Why is wchar_t
needed? How is it superior to short
(or __int16
or whatever)?
(If it matters: I live in Windows world. I don\'t
It is usually considered a good thing to give things such as data types meaningful names.
What is best, char or int8? I think this:
char name[] = "Bob";
is much easier to understand than this:
int8 name[] = "Bob";
It's the same thing with wchar_t and int16.
The reason there's a wchar_t
is pretty much the same reason there's a size_t
or a time_t
- it's an abstraction that indicates what a type is intended to represent and allows implementations to chose an underlying type that can represent the type properly on a particular platform.
Note that wchar_t
doesn't need to be a 16 bit type - there are platforms where it's a 32-bit type.
As I read the relevant standards, it seems like Microsoft fcked this one up badly.
My manpage for the POSIX <stddef.h>
says that:
- wchar_t: Integer type whose range of values can represent distinct wide-character codes for all mem‐ bers of the largest character set specified among the locales supported by the compilation environment: the null character has the code value 0 and each member of the portable character set has a code value equal to its value when used as the lone character in an integer character constant.

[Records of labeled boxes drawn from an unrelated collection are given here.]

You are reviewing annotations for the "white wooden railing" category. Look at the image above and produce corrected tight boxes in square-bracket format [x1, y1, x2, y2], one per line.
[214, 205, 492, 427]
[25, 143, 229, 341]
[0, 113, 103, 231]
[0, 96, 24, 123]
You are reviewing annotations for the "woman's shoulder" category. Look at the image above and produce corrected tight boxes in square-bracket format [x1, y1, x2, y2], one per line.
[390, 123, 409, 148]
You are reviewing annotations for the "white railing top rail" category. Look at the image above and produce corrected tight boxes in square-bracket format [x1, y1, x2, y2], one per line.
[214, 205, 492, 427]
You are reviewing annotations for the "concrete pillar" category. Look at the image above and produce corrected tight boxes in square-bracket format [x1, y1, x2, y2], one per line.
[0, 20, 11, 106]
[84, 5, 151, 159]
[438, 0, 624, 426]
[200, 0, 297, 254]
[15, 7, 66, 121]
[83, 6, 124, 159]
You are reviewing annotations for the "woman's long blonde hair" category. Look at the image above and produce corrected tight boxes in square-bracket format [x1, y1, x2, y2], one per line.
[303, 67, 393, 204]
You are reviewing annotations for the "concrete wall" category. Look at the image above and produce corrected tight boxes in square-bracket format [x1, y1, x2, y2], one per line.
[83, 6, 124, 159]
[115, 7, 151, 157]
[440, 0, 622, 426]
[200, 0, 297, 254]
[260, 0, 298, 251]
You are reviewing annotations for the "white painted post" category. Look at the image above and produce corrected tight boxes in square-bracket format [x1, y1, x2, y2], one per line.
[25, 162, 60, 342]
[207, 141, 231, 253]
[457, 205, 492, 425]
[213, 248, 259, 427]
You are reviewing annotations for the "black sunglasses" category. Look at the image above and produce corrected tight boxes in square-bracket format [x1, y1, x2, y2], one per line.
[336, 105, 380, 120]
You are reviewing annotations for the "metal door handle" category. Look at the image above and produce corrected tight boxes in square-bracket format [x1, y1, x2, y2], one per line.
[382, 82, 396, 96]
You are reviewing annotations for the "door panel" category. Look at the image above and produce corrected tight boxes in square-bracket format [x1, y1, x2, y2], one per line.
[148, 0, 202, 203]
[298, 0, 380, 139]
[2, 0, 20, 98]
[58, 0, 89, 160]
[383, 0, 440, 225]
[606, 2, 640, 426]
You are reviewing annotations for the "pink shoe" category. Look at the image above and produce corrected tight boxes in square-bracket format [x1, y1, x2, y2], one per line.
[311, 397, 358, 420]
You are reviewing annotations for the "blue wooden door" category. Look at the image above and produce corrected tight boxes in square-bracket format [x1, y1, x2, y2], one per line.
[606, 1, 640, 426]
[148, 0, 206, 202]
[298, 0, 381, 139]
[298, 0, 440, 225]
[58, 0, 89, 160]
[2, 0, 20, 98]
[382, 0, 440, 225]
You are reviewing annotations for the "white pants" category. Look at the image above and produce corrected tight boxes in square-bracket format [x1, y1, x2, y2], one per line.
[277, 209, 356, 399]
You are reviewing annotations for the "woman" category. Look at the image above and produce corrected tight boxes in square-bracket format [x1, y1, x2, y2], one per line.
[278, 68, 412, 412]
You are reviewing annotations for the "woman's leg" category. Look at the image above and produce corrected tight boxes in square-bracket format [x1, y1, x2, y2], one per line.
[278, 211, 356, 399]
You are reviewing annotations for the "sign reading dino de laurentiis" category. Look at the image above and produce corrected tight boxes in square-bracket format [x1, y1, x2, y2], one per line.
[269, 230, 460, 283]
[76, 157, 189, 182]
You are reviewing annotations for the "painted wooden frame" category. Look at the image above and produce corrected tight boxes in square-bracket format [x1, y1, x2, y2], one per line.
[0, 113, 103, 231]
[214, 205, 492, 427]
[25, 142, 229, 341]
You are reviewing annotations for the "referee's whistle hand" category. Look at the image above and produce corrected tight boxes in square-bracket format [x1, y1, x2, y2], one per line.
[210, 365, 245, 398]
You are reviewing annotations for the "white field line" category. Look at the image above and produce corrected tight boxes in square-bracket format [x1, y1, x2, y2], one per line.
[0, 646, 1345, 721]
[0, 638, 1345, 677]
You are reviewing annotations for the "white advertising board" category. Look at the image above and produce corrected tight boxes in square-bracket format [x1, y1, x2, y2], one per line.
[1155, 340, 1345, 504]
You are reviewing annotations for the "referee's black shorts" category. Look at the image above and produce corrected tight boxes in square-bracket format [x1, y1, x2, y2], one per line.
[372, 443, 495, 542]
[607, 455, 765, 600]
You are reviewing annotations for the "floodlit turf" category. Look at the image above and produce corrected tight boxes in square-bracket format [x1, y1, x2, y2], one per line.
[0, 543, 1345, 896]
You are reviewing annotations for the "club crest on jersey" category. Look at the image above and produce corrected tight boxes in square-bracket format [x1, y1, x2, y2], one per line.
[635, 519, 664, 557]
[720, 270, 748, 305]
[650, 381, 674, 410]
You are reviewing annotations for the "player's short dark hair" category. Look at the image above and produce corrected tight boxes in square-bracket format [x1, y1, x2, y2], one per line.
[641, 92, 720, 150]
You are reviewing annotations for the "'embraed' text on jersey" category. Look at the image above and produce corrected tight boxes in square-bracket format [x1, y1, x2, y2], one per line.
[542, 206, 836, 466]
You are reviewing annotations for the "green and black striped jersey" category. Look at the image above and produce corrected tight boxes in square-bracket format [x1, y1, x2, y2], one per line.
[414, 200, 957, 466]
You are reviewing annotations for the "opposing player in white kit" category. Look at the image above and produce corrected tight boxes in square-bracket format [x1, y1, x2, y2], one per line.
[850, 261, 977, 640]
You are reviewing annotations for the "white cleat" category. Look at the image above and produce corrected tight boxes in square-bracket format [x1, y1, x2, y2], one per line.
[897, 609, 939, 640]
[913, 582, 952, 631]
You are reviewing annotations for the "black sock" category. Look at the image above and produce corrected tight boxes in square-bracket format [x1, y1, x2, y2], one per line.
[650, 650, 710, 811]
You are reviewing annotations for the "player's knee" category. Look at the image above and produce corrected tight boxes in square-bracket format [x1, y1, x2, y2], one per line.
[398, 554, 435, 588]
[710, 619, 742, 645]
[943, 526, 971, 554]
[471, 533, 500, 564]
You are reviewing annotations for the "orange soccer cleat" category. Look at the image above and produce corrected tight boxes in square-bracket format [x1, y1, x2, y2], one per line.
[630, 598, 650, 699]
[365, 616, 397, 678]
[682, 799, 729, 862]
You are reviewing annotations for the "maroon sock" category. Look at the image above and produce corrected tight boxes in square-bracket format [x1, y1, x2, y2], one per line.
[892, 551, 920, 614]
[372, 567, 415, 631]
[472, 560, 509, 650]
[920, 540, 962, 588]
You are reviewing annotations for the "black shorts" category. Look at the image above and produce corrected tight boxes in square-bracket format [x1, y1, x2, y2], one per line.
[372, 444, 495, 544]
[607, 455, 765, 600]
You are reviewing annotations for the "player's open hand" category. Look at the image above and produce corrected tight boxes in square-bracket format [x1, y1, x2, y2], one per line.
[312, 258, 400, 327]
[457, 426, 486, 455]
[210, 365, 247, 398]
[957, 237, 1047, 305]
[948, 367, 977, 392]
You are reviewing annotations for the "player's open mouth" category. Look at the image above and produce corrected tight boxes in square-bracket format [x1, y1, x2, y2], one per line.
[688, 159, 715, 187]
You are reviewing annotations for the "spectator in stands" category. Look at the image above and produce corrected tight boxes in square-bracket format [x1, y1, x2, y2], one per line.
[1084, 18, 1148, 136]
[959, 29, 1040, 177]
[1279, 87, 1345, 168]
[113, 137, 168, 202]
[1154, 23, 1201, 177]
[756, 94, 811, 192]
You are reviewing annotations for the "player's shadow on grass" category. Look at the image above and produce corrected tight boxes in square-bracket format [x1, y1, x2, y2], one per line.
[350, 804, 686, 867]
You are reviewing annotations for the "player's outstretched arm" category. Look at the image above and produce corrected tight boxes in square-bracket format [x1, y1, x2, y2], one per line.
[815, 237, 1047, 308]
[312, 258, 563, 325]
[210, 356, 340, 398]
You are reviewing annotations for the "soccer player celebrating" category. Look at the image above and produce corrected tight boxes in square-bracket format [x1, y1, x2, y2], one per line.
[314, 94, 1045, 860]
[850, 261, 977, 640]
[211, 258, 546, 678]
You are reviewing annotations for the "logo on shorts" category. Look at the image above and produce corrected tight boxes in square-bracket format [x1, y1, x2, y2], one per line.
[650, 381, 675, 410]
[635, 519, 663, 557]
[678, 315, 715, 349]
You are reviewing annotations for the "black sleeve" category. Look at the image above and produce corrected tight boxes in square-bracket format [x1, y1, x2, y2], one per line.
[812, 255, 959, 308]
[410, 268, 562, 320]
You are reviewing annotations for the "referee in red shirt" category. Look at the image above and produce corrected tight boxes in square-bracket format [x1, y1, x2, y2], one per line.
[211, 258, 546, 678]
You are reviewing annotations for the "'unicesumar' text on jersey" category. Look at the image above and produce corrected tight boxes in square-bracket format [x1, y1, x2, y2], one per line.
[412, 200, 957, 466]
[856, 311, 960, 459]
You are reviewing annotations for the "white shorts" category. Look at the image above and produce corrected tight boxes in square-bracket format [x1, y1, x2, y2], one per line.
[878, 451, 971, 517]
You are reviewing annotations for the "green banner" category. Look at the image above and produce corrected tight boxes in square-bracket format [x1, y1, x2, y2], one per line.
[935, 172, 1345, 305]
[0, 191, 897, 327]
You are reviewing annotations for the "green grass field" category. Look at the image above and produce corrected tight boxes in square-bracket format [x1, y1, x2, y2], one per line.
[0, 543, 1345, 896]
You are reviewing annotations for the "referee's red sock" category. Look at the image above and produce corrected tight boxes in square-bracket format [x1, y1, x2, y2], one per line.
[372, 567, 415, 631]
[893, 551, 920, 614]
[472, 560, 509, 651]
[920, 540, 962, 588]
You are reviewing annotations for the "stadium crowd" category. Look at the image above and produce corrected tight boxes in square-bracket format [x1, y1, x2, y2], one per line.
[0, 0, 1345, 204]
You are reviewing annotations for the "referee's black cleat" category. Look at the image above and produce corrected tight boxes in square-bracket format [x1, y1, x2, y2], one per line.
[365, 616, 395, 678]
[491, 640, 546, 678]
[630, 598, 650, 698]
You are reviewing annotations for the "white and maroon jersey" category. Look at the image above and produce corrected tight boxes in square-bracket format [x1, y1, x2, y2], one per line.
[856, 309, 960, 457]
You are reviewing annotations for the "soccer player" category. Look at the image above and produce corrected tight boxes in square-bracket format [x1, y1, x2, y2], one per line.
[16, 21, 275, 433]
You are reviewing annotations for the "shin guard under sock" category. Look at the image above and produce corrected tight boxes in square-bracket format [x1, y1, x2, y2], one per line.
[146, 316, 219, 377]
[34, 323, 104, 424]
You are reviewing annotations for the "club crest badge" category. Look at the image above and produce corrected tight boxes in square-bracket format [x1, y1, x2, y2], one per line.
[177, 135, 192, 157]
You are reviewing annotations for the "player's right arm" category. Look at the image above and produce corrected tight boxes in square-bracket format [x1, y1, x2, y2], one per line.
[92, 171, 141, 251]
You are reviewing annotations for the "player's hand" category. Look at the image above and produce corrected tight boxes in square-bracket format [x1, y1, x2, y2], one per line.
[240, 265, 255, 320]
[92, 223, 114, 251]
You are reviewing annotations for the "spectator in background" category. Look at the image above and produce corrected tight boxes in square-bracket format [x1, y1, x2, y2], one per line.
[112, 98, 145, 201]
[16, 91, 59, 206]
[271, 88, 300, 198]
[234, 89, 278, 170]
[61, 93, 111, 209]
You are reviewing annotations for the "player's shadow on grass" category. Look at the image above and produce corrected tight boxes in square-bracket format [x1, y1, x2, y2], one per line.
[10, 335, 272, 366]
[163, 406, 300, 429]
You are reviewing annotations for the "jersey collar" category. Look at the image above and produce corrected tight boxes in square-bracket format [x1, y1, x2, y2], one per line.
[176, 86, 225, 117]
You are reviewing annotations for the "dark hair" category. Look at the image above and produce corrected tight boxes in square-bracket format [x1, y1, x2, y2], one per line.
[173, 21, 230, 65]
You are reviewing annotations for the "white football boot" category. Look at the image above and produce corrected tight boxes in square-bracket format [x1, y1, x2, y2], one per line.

So, 16 bits wchar_t is not enough if your platform supports Unicode. Each wchar_t is supposed to be a distinct value for a character. Therefore, wchar_t goes from being a useful way to work at the character level of texts (after a decoding from the locale multibyte, of course), to being completely useless on Windows platforms.
wchar_t
is the primitive for storing and processing the platform's unicode characters. Its size is not always 16 bit. On unix systems wchar_t
is 32 bit (maybe unix users are more likely to use the klingon charaters that the extra bits are used for :-).
This can pose problems for porting projects especially if you interchange wchar_t
and short, or if you interchange wchar_t
and xerces' XMLCh
.
Therefore having wchar_t
as a different type to short is very important for writing cross-platform code. Cleaning up this was one of the hardest parts of porting our application to unix and then from VC6 to VC2005.
See Wikipedia.
Basically, it's a portable type for "text" in the current locale (with umlauts). It predates Unicode and doesn't solve many problems, so today, it mostly exists for backward compatibility. Don't use it unless you have to.
To add to Aaron's comment - in C++0x we are finally getting real Unicode char types: char16_t and char32_t and also Unicode string literals.